Bila berasal dari gigi, infeksi kemudian meyebar melalui korteks prosesus alveolaris. Kaidah umum adalah bahwa infeksi akan mengikis tulang yang paling tipis. Kebanyakan infeksi odontogenik menembus tulang menjadi abses vestibular (lokal), dan dapat menyebar ke dalam rongga fasialis. Rongga fasialis primer meliputi rongga kaninus, maksilla, bukal, submandibula, dan sublingual. Infeksi maksillaris odonotogenik yang menyebar ke superior dapat menyebabkan selulitis orbita atau trombosis sinus kavernosus. Jika mengenai rongga submandibular, sublingual, dan submental bilateral, ini dikenal sebagai angina Ludwig, suatau infeksi yang mengancam jiwa (gambar 27.25 dan 27.26). Jika tidak dilakukan perawatan yang tepat untuk infeksi dari rongga fasialis primer, infeksi dapat meluas ke posterior melibatkan rongga fasialis sekunder. Pada titik ini infeksi menjadi lebih parah, menyebabkan komplikasi dan morbiditas yang lebih besar. Infeksi yang melibatkan rongga ini sangat sulit untuk ditangani tanpa intervensi bedah. Rongga fasialis sekunder meliputi rongga maseter, rongga pterygomandibular, dan rongga temporal. Perluasan di luar rongga fasialis sekunder jarang terjadi. Namun dapat terjadi perluasan ke rongga leher dalam.
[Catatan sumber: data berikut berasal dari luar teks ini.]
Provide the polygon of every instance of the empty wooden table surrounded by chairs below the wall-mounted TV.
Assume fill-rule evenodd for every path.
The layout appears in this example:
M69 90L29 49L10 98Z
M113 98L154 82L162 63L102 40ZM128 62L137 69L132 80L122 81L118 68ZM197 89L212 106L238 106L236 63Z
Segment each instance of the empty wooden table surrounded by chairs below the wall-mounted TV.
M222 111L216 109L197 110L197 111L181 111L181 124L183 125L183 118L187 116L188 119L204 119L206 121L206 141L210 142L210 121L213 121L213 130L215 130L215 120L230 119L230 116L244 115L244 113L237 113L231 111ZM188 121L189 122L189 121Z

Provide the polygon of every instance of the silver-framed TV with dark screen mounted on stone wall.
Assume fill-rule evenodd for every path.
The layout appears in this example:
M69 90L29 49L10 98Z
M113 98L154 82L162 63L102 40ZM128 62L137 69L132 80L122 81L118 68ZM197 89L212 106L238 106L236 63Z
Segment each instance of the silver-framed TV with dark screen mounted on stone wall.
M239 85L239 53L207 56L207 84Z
Infeksi rongga leher dalam adalah masalah serius dan mengancam nyawa serta memerlukan konsultasi OMS segera dan kemungkinan intubasi endotrakeal. Rongga leher dalam termasuk diantaranya rongga faring lateral dan rongga retrofaringeal. Infeksi di daerah-daerah ini dapat menimbulkan potensi komplikasi berat: abses basis kranii / abses otak, obstruksi jalan napas bagian atas, aspirasi nanah ke dalam paru-paru serta sesak napas, dan infeksi rongga thoraks berat.
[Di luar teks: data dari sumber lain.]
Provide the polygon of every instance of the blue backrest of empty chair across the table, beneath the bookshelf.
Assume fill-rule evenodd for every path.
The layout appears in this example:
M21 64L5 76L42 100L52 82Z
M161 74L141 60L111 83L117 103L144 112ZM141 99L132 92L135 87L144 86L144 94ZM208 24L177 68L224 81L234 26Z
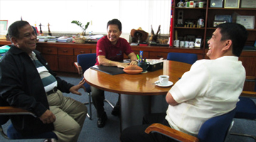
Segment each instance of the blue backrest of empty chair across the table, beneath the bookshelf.
M167 60L185 62L192 65L198 58L197 55L193 53L168 53Z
Manajemen dari infeksi sedang hingga berat berdasarkan lima standard goal: dukungan medis pasien, penanganan dengan antibiotik yang tepat, operasi pengangkatan sumber infeksi, drainase bedah dengan penempatan drain, dan reevaluasi. Namun, infeksi rongga fasialis membutuhkan manajemen yang lebih luas dan agresif. Pemeriksaan CT Scan awal akan menunjukkan lokasi edema dan potensi gangguan jalan napas dengan tepat, modalitas ini sangat penting untuk OMS dan ahli anestesi. Namun, pasien yang berpotensi mengalami sumbatan jalan napas harus dibawa langsung ke ruang operasi karena risiko intubasi yang timbul di ruang radiologi. Di ruang operasi, intubasi nasotrakhea (dengan persiapan untuk trakeostomi atau krikotirotomi) juga merupakan metode yang dapat dipilih. Dokter anestei perlu juga mempersiapkan intubasi nasoendotrakea fiber optic, yang kemungkinan diperlukan saat pasien terjaga karena adanya faktor yang membatasi perlindungan saluran napas selama intubasi. Satu penelitian melaporkan bahwa 67 persen pasien dengan angina Ludwig memerlukan intubasi, baik terencana mapun emergensi.